Introduction
Writing tests for code that manipulates complex data structures (like balanced trees or linked lists) is challenging and time-consuming. The paper “Test Input Generation with Java PathFinder” shows how the NASA model checker Java PathFinder (JPF) can help automate this task. JPF is an explicit-state model checker built on its own Java Virtual Machine, and it was originally developed at NASA Ames. The authors use JPF to generate test inputs for methods in java.util.TreeMap
(which uses a red-black tree internally) to achieve good code coverage. The key idea is that symbolic execution and model checking can work together: JPF explores program paths with symbolic values and uses the path conditions to build actual tests for those paths. In practice, this means we can cover hard-to-reach branches of code without writing all test cases by hand, which is very appealing for safety-critical software (like NASA’s).
Core Concepts / Overview
What is Java PathFinder (JPF)? JPF is a tool to verify Java programs by exploring all possible executions. It includes its own Java bytecode interpreter (a special Java VM) so it can track program state and systematically explore choices (including nondeterministic choices). In this context, “model checking” means JPF can check for bugs (like exceptions or assertion failures) by examining each possible path. It was first used on mission-critical software (for example, to check a real-time OS and even a prototype Mars Rover at NASA).

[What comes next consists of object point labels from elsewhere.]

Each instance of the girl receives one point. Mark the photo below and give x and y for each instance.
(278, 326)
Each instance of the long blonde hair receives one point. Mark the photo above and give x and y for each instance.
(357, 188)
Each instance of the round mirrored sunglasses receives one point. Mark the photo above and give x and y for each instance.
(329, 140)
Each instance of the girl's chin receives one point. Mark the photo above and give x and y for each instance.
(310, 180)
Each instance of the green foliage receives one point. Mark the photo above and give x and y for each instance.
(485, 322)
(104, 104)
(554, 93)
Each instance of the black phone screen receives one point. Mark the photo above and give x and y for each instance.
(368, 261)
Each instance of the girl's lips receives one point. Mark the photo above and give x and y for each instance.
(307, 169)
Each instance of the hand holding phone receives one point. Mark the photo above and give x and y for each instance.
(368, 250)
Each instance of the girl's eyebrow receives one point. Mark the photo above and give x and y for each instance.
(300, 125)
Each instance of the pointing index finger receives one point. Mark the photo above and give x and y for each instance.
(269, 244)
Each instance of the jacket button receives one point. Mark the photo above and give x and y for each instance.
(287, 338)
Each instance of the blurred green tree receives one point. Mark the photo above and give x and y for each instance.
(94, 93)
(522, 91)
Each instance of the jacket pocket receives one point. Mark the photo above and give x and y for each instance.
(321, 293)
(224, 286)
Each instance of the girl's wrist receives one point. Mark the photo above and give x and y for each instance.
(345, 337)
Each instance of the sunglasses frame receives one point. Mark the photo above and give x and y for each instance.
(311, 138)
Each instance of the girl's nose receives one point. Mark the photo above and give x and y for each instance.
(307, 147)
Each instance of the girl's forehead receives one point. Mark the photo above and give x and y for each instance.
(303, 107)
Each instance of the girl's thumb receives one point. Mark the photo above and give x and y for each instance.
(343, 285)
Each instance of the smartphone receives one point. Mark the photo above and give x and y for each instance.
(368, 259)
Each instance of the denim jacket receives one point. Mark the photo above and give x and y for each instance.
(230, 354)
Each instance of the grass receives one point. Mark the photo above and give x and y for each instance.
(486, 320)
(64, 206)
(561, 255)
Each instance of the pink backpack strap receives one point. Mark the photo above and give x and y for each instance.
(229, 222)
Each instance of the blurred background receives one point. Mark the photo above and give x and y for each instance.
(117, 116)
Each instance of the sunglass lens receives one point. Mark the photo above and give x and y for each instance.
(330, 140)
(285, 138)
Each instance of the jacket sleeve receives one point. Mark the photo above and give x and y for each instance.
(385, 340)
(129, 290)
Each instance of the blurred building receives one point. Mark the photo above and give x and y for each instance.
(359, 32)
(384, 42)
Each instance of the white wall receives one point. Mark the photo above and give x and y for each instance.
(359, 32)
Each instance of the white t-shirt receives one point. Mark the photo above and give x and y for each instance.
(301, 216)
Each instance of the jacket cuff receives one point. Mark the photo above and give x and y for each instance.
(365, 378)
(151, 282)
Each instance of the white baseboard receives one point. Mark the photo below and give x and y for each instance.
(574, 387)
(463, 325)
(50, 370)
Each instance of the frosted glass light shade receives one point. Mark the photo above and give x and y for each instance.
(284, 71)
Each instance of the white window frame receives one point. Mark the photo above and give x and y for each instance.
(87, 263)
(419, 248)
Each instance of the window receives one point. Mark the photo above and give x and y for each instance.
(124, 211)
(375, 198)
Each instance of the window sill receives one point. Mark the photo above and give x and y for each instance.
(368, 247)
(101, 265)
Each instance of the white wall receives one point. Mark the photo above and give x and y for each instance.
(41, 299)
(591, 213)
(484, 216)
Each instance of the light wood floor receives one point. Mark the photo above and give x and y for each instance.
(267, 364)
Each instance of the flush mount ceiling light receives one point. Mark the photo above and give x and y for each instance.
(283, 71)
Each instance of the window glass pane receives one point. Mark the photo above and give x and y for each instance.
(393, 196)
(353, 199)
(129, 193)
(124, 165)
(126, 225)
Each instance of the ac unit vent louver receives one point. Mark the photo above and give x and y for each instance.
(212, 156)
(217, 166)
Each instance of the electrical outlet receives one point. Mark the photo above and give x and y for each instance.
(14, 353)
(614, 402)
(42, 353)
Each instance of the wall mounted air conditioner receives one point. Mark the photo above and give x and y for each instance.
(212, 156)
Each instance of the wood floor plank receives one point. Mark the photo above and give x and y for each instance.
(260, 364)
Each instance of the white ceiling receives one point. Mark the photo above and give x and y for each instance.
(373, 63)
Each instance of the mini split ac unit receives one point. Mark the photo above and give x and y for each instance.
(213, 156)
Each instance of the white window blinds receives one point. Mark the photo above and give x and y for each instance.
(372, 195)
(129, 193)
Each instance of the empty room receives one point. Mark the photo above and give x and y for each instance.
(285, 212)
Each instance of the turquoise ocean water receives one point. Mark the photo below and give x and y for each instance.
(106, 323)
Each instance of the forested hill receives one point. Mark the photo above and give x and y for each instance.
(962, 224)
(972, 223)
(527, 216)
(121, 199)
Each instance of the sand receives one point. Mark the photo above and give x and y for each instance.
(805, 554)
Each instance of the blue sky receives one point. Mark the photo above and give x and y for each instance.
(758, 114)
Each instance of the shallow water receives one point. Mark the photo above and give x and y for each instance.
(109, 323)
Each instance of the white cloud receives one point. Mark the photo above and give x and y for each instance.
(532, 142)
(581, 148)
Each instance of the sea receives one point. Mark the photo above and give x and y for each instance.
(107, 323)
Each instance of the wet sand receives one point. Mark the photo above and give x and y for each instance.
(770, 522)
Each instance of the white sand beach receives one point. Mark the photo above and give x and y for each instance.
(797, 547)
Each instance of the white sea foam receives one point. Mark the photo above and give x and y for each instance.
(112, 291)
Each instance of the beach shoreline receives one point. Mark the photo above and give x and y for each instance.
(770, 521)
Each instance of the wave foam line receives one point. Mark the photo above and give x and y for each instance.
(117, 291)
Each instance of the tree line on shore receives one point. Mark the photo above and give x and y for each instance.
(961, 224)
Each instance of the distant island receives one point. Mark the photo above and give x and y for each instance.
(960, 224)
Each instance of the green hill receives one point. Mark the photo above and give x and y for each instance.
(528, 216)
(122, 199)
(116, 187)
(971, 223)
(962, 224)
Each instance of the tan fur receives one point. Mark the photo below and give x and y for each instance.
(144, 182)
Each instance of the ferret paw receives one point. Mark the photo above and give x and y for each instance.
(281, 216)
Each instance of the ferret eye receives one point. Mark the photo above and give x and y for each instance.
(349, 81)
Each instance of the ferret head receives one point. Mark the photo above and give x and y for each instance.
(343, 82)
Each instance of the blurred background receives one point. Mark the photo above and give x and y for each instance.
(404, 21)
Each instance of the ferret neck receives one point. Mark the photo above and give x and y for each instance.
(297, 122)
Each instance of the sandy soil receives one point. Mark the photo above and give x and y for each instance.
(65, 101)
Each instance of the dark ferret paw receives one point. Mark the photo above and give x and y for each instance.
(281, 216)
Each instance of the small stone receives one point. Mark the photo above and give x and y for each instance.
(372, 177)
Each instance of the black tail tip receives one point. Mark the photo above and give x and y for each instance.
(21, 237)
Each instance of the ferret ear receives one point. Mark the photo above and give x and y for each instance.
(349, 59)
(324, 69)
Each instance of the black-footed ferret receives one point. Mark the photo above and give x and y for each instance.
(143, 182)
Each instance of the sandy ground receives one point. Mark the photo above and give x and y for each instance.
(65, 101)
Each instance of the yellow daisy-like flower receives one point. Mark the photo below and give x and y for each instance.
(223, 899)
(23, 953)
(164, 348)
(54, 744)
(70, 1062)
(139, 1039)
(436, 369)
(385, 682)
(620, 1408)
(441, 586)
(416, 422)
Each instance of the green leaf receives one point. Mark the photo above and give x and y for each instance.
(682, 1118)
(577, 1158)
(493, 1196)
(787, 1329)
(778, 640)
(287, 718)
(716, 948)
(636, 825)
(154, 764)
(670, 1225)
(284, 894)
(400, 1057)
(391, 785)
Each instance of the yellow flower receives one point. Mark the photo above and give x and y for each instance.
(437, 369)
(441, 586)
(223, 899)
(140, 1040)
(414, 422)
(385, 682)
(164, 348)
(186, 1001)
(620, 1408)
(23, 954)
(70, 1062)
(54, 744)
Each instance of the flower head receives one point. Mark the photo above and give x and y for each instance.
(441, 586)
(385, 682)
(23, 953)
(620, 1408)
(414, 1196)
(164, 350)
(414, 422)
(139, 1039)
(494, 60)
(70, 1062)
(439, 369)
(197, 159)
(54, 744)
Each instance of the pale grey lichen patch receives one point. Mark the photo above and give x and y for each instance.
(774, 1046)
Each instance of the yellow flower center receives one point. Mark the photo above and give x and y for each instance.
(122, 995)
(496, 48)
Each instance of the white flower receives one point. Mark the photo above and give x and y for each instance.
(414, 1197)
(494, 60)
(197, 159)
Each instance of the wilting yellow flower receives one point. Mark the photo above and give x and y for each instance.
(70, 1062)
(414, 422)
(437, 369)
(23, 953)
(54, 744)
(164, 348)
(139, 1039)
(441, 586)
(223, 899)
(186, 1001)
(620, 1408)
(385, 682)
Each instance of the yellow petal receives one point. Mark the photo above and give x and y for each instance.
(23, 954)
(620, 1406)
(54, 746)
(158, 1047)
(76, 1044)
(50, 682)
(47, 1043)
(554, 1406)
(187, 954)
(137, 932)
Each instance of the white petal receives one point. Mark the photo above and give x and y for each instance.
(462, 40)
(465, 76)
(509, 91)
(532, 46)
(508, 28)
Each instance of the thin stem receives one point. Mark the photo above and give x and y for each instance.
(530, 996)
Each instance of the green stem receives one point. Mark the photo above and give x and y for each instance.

What is symbolic execution? Instead of running the program on concrete inputs, symbolic execution uses symbolic values for inputs and tracks constraints on them. Each path through the code accumulates a path condition (a logical formula) that describes what inputs would follow that path. For instance, if the code has if (x > y)
, the two branches will add x>y
or x<=y
to the condition. By exploring paths symbolically, we can reason about all inputs at once. The JPF framework instruments the Java program so that it builds these symbolic states and path conditions during model checking.
What are red-black trees and why a case study? Red-black trees are self-balancing binary search trees where each node is colored red or black, and the colors obey specific rules. For example, every red node must have black children, and every path from the root to a leaf has the same number of black nodes. Java’s TreeMap
uses a red-black tree to store data. Testing methods that insert or delete nodes in such a tree is hard because the tree must remain valid (i.e. satisfy its invariant). In the paper, the authors focus on generating tests for core TreeMap methods (put
and remove
) to cover as many branches in their code as possible. Red-black trees make a great example, since they have a rich structure (colors, pointers, etc.) and a complex invariant to maintain.
Figure: Examples of small red-black trees (each node is colored red or black) used in the TreeMap case study. The JPF repOk method checks these coloring properties.
Key Characteristics
-
Straight model checking as testing: Here we simply run JPF on the program under test and let the model checker generate behaviors. For example, the paper shows code that randomly calls
put
orremove
on a TreeMap in a loop (usingVerify.randomBool()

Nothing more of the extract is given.